This article proposes and evaluates a Gaussian Mixture Model (GMM) represented as
the last layer of a Deep Neural Network (DNN) architecture and jointly optimized
with all previous layers using Asynchronous Stochastic Gradient Descent (ASGD). The
resulting “Deep GMM” architecture was investigated with special attention to the
following issues: (1) The extent to which joint optimization improves over separate
optimization of the DNN-based feature extraction layers and the GMM layer; (2) The
extent to which depth (measured in number of layers, for a matched total number of
parameters) helps a deep generative model based on the GMM layer, compared to a
vanilla DNN model; (3) Head-to-head performance of Deep GMM architectures vs.
equivalent DNN architectures of comparable depth, using the same optimization
criterion (frame-level Cross Entropy (CE)) and optimization method (ASGD); (4)

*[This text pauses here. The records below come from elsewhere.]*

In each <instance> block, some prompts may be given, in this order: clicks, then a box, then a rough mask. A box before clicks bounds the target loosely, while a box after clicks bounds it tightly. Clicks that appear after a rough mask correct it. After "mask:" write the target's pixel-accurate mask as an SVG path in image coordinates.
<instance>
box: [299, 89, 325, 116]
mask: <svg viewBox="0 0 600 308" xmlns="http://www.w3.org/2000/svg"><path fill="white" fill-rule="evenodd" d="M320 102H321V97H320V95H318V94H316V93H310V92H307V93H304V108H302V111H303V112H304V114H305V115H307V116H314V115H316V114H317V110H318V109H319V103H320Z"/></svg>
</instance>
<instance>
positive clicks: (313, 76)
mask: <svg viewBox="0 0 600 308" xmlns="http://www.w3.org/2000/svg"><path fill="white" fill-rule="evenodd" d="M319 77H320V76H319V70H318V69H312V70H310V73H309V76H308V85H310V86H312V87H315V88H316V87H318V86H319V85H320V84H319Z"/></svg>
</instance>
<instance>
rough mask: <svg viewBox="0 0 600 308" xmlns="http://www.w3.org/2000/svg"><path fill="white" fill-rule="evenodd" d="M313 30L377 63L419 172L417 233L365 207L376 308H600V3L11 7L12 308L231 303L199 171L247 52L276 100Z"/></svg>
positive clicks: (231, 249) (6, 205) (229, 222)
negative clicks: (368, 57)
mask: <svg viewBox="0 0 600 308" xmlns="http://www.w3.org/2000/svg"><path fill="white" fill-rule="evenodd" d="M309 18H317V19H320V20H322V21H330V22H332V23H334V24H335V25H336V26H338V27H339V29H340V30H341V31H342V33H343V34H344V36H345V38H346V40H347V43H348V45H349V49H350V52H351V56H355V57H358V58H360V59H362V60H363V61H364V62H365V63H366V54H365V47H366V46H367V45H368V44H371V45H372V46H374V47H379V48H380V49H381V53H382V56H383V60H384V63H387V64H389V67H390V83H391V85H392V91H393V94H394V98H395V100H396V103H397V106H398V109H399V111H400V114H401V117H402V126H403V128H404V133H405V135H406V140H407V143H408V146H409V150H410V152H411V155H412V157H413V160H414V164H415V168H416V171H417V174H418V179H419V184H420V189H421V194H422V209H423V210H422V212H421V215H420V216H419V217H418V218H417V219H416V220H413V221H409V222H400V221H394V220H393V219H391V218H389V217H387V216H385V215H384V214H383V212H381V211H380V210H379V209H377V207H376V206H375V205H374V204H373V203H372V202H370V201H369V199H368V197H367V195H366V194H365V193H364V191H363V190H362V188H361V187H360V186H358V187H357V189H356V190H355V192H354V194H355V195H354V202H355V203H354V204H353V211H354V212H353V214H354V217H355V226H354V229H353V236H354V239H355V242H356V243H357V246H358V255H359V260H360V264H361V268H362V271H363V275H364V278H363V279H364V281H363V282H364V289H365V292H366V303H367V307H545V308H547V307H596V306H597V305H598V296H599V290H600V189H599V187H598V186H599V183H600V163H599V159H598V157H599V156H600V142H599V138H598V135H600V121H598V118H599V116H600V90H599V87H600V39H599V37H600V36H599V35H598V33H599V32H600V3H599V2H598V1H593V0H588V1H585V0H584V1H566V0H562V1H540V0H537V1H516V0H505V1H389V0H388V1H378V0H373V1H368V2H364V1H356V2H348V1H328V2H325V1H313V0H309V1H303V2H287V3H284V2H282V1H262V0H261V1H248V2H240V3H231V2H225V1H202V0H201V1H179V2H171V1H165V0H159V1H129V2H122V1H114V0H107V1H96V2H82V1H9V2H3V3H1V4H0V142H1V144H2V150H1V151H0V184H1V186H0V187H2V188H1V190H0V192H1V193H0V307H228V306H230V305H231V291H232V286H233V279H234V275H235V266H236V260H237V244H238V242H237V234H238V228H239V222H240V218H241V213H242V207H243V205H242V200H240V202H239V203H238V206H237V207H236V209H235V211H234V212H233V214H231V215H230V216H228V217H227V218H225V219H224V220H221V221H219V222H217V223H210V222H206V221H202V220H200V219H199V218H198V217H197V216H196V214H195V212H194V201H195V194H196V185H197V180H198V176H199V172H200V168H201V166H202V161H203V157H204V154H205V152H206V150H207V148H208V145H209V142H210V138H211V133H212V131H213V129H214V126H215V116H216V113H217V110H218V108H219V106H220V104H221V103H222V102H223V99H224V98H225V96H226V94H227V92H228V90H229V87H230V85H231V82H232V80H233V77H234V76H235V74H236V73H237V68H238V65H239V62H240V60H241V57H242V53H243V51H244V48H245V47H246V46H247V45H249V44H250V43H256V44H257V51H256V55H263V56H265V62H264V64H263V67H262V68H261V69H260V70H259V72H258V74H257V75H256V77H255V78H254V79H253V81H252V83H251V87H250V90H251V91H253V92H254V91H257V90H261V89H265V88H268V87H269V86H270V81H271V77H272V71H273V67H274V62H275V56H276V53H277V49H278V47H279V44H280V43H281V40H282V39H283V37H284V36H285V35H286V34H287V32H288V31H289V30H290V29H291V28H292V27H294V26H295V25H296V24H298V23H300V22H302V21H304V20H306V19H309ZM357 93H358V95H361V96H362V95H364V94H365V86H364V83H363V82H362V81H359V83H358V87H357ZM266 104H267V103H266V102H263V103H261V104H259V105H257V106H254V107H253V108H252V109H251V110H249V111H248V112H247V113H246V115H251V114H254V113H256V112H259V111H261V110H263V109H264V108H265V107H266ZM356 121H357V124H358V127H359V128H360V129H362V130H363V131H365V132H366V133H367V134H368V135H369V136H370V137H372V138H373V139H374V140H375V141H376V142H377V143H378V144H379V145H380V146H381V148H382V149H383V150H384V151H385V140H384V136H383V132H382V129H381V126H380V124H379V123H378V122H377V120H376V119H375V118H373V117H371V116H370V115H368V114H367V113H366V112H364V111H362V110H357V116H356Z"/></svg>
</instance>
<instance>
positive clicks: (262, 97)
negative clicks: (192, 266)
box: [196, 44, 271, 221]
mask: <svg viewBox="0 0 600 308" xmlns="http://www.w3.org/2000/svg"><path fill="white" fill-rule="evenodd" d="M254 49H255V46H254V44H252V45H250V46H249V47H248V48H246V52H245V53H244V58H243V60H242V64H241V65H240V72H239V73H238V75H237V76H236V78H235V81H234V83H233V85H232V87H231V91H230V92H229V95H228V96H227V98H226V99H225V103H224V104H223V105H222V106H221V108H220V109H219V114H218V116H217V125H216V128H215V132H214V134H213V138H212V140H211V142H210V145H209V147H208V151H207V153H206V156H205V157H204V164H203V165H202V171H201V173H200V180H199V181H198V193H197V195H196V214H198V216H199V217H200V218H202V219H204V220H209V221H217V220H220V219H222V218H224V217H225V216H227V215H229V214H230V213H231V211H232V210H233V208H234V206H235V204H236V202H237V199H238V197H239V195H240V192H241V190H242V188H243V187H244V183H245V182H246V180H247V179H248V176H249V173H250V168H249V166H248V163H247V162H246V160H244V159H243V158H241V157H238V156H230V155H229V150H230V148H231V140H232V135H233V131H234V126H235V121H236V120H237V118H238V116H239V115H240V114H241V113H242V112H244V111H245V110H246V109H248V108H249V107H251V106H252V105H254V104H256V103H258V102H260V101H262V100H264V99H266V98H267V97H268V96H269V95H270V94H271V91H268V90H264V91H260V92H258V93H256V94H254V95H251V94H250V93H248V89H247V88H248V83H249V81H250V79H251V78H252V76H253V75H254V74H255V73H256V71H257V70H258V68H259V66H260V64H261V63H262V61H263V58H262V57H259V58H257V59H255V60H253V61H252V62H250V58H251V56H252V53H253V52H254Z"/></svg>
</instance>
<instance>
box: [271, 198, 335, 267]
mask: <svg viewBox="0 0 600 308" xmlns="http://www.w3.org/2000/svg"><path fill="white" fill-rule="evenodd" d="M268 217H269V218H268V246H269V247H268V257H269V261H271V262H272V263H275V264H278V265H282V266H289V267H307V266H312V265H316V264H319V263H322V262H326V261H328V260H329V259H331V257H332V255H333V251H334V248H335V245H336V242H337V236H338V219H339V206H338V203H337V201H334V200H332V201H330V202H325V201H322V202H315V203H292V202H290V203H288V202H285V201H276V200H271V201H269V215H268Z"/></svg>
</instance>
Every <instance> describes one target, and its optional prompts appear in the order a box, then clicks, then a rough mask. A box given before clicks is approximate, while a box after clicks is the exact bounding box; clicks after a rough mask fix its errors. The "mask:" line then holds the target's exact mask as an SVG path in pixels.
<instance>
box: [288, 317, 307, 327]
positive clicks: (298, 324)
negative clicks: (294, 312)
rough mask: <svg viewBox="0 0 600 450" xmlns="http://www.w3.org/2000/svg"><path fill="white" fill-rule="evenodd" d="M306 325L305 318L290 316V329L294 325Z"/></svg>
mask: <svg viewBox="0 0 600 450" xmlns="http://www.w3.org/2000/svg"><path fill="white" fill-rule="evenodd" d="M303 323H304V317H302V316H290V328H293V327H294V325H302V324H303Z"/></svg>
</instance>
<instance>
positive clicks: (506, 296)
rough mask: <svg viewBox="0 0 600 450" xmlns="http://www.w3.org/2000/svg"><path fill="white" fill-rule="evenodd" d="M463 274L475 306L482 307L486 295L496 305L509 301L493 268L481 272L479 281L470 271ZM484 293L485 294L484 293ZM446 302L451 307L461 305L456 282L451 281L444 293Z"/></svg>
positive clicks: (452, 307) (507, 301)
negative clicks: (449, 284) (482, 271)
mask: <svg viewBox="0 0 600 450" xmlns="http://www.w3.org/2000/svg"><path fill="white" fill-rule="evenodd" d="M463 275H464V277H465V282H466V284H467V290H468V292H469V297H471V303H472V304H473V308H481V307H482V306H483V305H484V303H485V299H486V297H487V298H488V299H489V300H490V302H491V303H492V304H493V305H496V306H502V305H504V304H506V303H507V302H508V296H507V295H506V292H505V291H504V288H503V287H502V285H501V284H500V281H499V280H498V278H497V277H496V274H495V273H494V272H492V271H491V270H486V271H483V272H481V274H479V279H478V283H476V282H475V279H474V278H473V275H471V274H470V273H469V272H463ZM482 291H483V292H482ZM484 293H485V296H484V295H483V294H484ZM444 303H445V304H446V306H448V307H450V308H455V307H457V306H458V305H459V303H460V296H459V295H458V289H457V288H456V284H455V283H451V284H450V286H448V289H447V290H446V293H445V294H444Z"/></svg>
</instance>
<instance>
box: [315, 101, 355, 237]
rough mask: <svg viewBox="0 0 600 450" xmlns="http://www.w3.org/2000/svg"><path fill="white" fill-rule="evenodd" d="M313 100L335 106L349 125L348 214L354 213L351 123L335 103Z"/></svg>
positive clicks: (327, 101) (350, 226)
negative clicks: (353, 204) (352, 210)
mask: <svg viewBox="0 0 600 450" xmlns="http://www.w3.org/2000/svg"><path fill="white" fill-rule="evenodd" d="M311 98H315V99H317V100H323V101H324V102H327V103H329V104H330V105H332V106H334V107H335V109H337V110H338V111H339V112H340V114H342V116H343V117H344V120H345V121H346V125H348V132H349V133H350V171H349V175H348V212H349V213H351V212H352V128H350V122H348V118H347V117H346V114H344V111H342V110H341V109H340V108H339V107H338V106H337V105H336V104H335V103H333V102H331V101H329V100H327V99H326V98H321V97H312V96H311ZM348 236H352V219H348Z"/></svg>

Expanded possibilities for modeling offered by the Deep GMM generative model. The
proposed Deep GMMs were found to yield Word Error Rates (WERs) competitive with
state-of-the-art DNN systems, at the cost of pre-training using standard DNNs to
initialize the Deep GMM feature extraction layers. An extension to Deep Subspace
GMMs is described, resulting in additional gains.